Example: Long Jump (continued)
Let us try the results WITHOUT Sam:
Mean = (0.15+0.11+0.06+0.06+0.12)/5 = 0.1 m
Hey, the coach looks much better now!
But is that fair? Can we just get rid of values we don't like?
What To Do?
You need to think "why is that value over there?"
It may be quite normal to have high or low values
- Athletes can perform better or worse on different days
- Some days there is no rain, other days there can be a downpour
- People can be short or tall
Or there may be an unusual reason for extreme data
Example: Long Jump (continued)
We find out that Sam was feeling sick that day. Not the coach's fault at all.
So it is good in this case to remove Sam's result.
When we remove outliers we are changing the data, it is no longer "pure", so we shouldn't just get rid of the outliers without a good reason!
And when we do get rid of them, we should explain what we are doing and why.
Mean, Median and Mode
We saw how outliers affect the mean, but what about the median or mode?
Example: Long Jump (continued)
The median ("middle" value):
- including Sam is: 0.085
- without Sam is: 0.11 (went up a little)

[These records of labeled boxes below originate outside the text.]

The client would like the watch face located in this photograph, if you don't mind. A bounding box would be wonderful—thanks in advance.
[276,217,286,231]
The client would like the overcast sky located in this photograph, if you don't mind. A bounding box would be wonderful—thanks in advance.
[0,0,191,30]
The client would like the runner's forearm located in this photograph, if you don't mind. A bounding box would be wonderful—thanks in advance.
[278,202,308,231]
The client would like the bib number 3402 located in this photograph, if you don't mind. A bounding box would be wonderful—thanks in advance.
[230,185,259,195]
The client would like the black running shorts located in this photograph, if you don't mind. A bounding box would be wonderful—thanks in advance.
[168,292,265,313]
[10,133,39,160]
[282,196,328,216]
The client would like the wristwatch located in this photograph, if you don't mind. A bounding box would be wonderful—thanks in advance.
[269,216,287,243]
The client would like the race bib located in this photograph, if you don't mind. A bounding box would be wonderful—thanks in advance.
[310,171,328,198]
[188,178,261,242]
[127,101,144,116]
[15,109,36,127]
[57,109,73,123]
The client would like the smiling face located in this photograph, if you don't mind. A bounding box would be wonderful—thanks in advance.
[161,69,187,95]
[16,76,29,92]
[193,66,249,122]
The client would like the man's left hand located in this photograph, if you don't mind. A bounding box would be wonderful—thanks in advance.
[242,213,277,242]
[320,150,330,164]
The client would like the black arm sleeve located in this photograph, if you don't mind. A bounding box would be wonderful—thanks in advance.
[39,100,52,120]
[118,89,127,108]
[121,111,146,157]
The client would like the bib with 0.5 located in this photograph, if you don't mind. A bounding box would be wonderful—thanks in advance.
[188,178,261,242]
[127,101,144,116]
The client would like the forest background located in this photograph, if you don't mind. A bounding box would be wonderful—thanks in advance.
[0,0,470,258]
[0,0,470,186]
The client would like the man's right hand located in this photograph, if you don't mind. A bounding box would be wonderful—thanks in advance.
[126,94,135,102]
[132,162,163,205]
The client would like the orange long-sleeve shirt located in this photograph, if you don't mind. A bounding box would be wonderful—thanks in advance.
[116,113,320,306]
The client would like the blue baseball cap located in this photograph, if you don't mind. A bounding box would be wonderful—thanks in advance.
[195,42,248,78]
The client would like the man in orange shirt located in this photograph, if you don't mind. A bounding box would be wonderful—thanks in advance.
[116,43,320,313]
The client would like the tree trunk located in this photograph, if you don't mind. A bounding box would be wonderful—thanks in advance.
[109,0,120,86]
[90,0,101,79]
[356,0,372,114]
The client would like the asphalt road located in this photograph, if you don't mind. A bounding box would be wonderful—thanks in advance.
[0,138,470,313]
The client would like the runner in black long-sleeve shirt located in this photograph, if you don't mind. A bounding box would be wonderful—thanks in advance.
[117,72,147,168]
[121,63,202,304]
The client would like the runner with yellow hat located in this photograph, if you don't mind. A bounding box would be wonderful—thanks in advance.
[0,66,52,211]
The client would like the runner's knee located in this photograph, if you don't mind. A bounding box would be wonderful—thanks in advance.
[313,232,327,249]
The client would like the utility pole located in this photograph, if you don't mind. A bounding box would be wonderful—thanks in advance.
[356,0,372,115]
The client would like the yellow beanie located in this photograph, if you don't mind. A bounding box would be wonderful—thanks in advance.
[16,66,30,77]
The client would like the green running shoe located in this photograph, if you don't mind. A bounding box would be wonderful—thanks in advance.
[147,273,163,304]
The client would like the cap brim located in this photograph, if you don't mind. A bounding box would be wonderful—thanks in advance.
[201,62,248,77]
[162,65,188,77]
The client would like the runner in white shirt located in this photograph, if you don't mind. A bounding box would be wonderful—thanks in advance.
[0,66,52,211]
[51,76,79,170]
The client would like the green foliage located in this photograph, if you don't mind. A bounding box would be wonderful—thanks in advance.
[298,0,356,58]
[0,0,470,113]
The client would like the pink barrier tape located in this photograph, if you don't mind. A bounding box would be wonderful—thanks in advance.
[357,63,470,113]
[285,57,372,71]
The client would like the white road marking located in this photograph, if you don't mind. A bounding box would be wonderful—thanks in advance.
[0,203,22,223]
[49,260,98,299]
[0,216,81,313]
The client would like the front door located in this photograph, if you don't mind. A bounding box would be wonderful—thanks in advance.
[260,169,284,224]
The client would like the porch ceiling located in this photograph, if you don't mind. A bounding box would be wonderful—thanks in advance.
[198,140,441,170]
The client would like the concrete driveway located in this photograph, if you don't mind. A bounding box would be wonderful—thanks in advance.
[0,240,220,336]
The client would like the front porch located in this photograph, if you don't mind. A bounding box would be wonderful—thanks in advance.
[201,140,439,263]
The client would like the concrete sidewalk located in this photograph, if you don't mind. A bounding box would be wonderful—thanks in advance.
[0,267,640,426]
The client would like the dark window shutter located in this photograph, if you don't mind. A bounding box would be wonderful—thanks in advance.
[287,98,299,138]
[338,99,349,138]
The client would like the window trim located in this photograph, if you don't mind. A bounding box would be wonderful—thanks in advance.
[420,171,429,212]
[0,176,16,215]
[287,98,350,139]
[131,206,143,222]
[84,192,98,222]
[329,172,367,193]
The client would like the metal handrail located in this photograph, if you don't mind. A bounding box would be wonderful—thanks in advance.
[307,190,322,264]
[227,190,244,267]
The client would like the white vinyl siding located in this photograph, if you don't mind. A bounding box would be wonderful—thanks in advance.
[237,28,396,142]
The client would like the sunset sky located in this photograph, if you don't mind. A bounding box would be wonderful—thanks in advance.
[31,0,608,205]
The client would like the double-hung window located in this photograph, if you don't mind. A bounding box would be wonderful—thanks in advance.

The mode (the most common value):
- including Sam is: 0.06
- without Sam is: 0.06 (stayed the same)
The mode and median didn't change very much.
They also stayed around where most of the data is.
So it seems that outliers have the biggest effect on the mean, and not so much on the median or mode.
Hint: calculate the median and mode when you have outliers.
You can also try the Geometric Mean and Harmonic Mean, they may work better.